Curare la sindrome di Down

La ricerca fa passi avanti con nuovi progetti in corso nel Laboratorio di Genomica dellUniversità di Bologna

Roma, (Zenit.org) Pierluigi Strippoli | 539 hits

Il grande genetista francese Jérôme Lejeune (1926-1994) era profondamente convinto che fosse possibile trovare una cura per la sindrome di Down, la più frequente alterazione genetica umana, dopo aver scoperto nel 1959 che è causata dalla presenza di un cromosoma in più nelle cellule (trisomia 21).

Recentemente abbiamo riscoperto le sue idee e i suoi scritti, che hanno ispirato un rilancio delle nostre ricerche sul cromosoma 21 nel Laboratorio di Genomica del Dipartimento di Medicina Specialistica, Diagnostica e Sperimentale dell’Università di Bologna.

Il primo progetto prende le mosse da un esempio proposto dal Prof. Lejeune, quello del genoma paragonato a un’orchestra sinfonica in cui ogni gene è come un musicista che deve esprimersi insieme a tutti gli altri, ed è come se la ricerca dovesse scoprire, tra migliaia, il musicista che va fuori tempo.

Stiamo utilizzando un nostro programma di bioinformatica, TRAM (Transcriptome Mapper) proprio per identificare i geni del cromosoma 21 maggiormente attivinel cervello e in particolare quelli la cui attività non procede al “ritmo” degli altri geni nelle persone trisomiche, e che possa quindi spiegare alcuni dei loro disturbi.

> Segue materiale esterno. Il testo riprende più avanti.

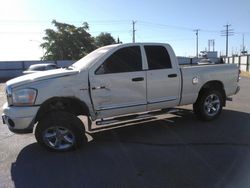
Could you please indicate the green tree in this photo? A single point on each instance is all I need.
(67, 42)
(104, 39)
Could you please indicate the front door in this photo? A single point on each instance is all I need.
(118, 85)
(163, 78)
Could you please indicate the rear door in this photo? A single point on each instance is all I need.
(163, 78)
(118, 84)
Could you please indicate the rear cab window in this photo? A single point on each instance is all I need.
(157, 57)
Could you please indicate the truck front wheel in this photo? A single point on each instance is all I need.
(60, 131)
(209, 105)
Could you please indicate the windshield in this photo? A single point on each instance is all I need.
(92, 57)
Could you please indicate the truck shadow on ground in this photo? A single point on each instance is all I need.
(186, 153)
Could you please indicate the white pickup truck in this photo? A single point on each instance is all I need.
(112, 86)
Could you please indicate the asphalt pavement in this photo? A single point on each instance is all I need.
(179, 151)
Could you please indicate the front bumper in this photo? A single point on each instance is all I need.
(19, 119)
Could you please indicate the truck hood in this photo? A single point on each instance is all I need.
(43, 75)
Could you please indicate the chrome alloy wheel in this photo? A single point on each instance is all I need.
(59, 138)
(212, 105)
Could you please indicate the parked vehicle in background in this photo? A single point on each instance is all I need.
(40, 67)
(113, 86)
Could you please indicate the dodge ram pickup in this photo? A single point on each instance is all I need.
(111, 87)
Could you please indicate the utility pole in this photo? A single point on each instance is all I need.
(243, 45)
(133, 23)
(227, 32)
(197, 41)
(211, 43)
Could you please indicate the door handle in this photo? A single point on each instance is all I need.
(137, 79)
(172, 75)
(98, 87)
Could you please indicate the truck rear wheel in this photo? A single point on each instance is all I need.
(209, 105)
(60, 131)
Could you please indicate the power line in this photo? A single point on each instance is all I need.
(227, 32)
(133, 23)
(197, 41)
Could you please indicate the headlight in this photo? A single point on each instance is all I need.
(24, 97)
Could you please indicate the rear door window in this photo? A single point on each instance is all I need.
(157, 57)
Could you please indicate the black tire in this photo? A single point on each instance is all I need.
(60, 131)
(208, 105)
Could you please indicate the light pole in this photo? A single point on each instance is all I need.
(39, 42)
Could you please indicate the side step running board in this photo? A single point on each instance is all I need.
(111, 123)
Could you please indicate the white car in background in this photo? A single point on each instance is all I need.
(40, 67)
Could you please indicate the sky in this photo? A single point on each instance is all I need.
(23, 22)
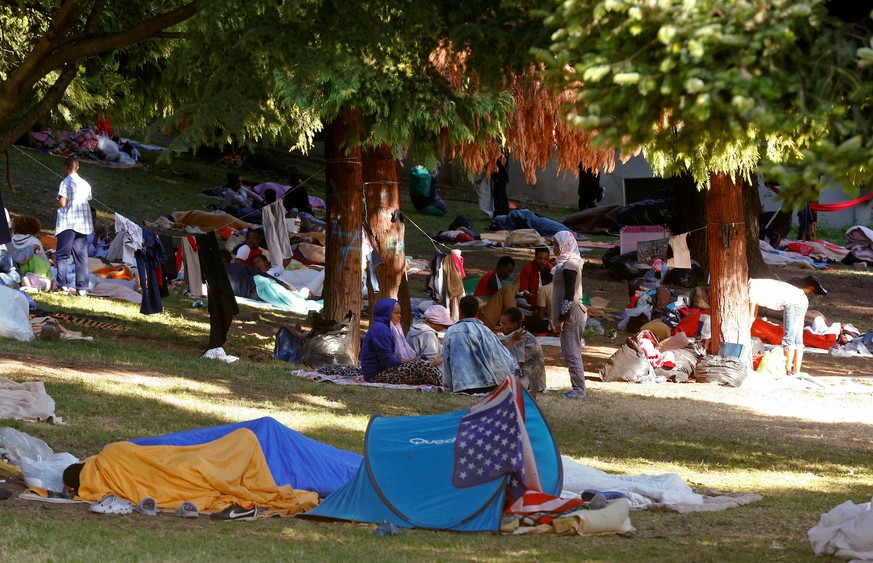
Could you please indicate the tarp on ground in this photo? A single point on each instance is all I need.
(407, 476)
(293, 459)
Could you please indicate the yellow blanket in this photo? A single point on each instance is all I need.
(215, 475)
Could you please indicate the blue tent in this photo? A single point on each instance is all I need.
(293, 458)
(406, 477)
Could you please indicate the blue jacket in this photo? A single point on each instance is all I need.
(377, 350)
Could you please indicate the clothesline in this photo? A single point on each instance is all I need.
(826, 207)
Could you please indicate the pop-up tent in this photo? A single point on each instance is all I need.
(412, 464)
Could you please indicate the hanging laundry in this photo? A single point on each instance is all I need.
(276, 234)
(681, 254)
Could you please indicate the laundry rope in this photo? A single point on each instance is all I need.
(827, 207)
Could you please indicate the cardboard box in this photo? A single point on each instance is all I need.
(629, 236)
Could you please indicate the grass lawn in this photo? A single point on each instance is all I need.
(804, 451)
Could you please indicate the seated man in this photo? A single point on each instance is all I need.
(247, 251)
(241, 276)
(474, 359)
(499, 292)
(530, 278)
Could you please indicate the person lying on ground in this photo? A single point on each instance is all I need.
(386, 356)
(26, 248)
(474, 359)
(525, 349)
(499, 291)
(226, 472)
(240, 201)
(423, 339)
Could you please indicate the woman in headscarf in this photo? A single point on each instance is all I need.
(569, 315)
(385, 355)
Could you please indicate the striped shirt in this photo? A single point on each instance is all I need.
(76, 215)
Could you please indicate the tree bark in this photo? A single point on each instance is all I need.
(382, 196)
(752, 211)
(342, 274)
(67, 42)
(726, 236)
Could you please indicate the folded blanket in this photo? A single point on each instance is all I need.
(230, 470)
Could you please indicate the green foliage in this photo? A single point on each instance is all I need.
(258, 71)
(717, 86)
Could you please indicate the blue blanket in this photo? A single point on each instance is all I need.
(474, 358)
(293, 458)
(527, 219)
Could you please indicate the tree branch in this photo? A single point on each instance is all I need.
(13, 129)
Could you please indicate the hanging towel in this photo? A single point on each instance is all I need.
(681, 254)
(276, 233)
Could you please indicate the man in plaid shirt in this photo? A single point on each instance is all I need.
(73, 226)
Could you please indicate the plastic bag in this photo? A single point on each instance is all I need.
(15, 315)
(40, 466)
(328, 341)
(772, 363)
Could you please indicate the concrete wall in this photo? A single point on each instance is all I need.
(559, 190)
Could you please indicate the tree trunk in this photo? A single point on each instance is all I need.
(726, 236)
(382, 196)
(752, 211)
(342, 274)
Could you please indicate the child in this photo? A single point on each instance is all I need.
(525, 349)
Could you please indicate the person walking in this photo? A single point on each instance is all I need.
(74, 224)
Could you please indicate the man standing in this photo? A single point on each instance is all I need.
(73, 226)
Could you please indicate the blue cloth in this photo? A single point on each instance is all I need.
(474, 358)
(293, 458)
(76, 216)
(377, 349)
(527, 219)
(75, 244)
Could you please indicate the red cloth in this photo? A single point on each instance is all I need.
(833, 206)
(800, 248)
(529, 280)
(482, 287)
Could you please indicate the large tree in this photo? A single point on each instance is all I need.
(52, 56)
(262, 71)
(714, 89)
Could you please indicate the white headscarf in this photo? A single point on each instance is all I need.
(568, 247)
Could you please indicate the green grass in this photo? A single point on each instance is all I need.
(149, 380)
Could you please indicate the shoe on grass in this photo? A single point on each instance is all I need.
(241, 513)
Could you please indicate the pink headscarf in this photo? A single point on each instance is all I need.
(568, 247)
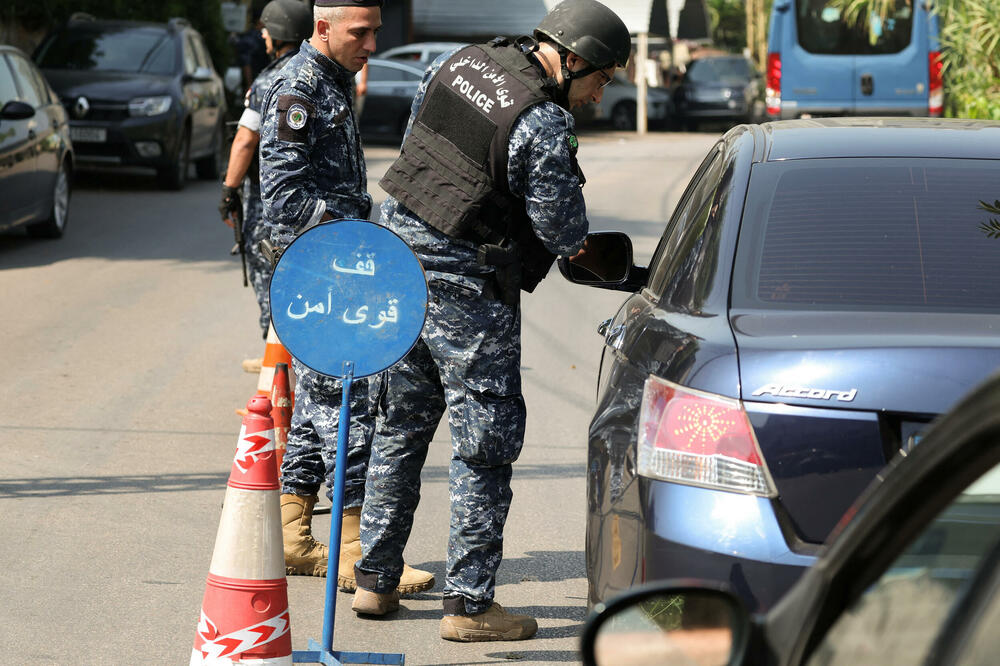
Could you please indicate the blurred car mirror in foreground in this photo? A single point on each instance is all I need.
(606, 262)
(15, 110)
(682, 626)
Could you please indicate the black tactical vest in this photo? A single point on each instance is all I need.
(452, 169)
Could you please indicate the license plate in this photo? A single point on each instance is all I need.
(88, 134)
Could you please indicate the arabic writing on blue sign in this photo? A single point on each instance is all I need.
(348, 290)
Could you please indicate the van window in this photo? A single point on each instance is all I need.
(823, 29)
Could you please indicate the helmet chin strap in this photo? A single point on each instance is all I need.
(568, 76)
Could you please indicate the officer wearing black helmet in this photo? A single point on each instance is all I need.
(285, 24)
(487, 192)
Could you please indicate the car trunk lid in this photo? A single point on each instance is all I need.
(832, 396)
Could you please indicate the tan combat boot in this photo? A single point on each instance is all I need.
(411, 580)
(304, 556)
(496, 624)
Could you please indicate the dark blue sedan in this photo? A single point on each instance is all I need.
(824, 289)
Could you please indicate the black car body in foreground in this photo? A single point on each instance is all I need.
(824, 289)
(912, 576)
(138, 94)
(36, 154)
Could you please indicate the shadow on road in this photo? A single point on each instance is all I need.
(109, 485)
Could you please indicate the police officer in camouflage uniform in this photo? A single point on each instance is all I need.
(487, 192)
(312, 170)
(286, 24)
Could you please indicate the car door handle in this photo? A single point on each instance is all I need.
(867, 84)
(602, 328)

Un secondo progetto prevede lo studio sistematico di alcune decine di bambini con sindrome di Down, in collaborazione con il neonatologo Prof. Guido Cocchi dell’Università di Bologna. Come affermato da Lejeune già nel 1987, “il tedioso e laborioso confronto dei dati clinici e della decifrazione del DNA è, attualmente, il punto di partenza di qualsiasi schema patogenetico”. Nonostante i recenti grandi progressi delle tecniche e delle conoscenze relative al genoma umano, tutt’oggi è difficile collegare la presenza del cromosoma 21 in eccesso agli specifici sintomi della sindrome di Down.

Noi vogliamo raccogliere e integrare nel modo più approfondito possibile dati clinici, biochimici, genetici e bioinformatici per comprendere meglio i meccanismi molecolarialla base della sindrome  e individuare quindi nuove possibilità di cura. Mentre la tecnologia necessaria è già disponibile presso la nostra Università, per l’avvio in concreto dello studio è necessario ottenere fondi, dato che l’analisi mediante “sequenziamento massivo del DNA” costa alcune migliaia di Euro per ogni soggetto.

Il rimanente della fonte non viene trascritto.